The simplified JSON representation of a CDL sequence must be compliant with the corresponding JSON Schema. A JSON Schema describes the data format and file structure, lists the required or optional properties, and sets limitations on values such as patterns for strings or extrema for numbers.

The CDL Schema can be found at https://github.com/lbl-srg/modelica-json/blob/master/schema-cdl.json .

The program modelica-json automatically tests the JSON representation parsed from a CDL file against the schema right after it is generated.

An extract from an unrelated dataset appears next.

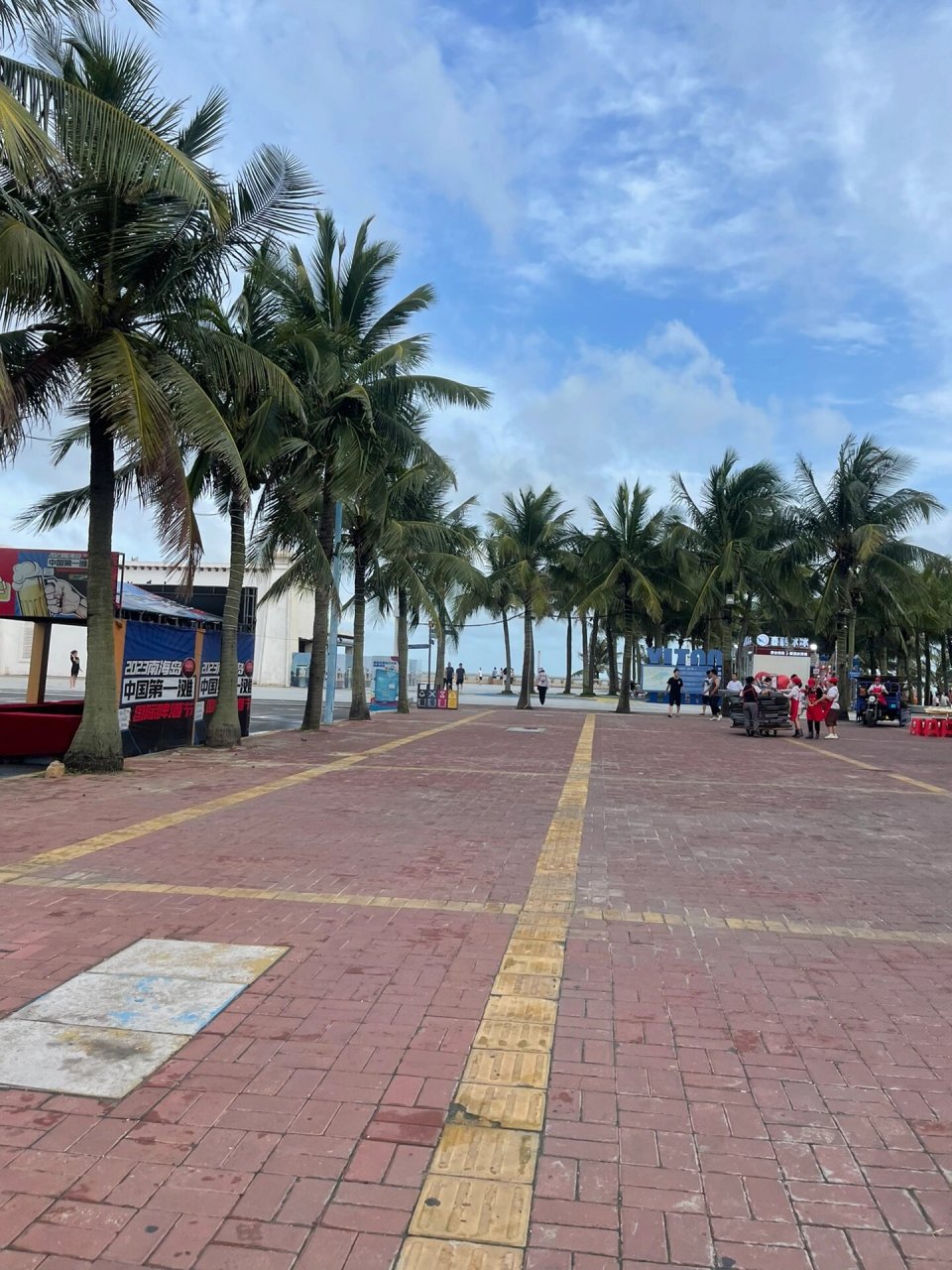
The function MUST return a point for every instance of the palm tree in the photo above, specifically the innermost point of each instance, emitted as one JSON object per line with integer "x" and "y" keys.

The validation of an existing JSON representation of a CDL file against the schema can be done executing the command

node modelica-json/validation.js -f filename.json

Control providers can use the JSON Schema as a specification to develop a translator to a control product line. If JSON files are the starting point, then they should first validate the JSON files against the JSON Schema, as this ensures that the input files to the translator are valid.

10.4. Export of a Control Sequence or a Verification Test using the FMI Standard

This section describes how to export a control sequence, or a verification test, using the FMI standard. In this workflow, the intermediate format that is used is FMI for model exchange, as it is an open standard, and because FMI can easily be integrated into tools for controls or verification using a variety of languages.

Note

Also possible, but outside of the scope of this project, is the translation of the control sequences to JavaScript, which could then be executed in a building automation system. For a Modelica to JavaScript converter, see https://github.com/tshort/openmodelica-javascript.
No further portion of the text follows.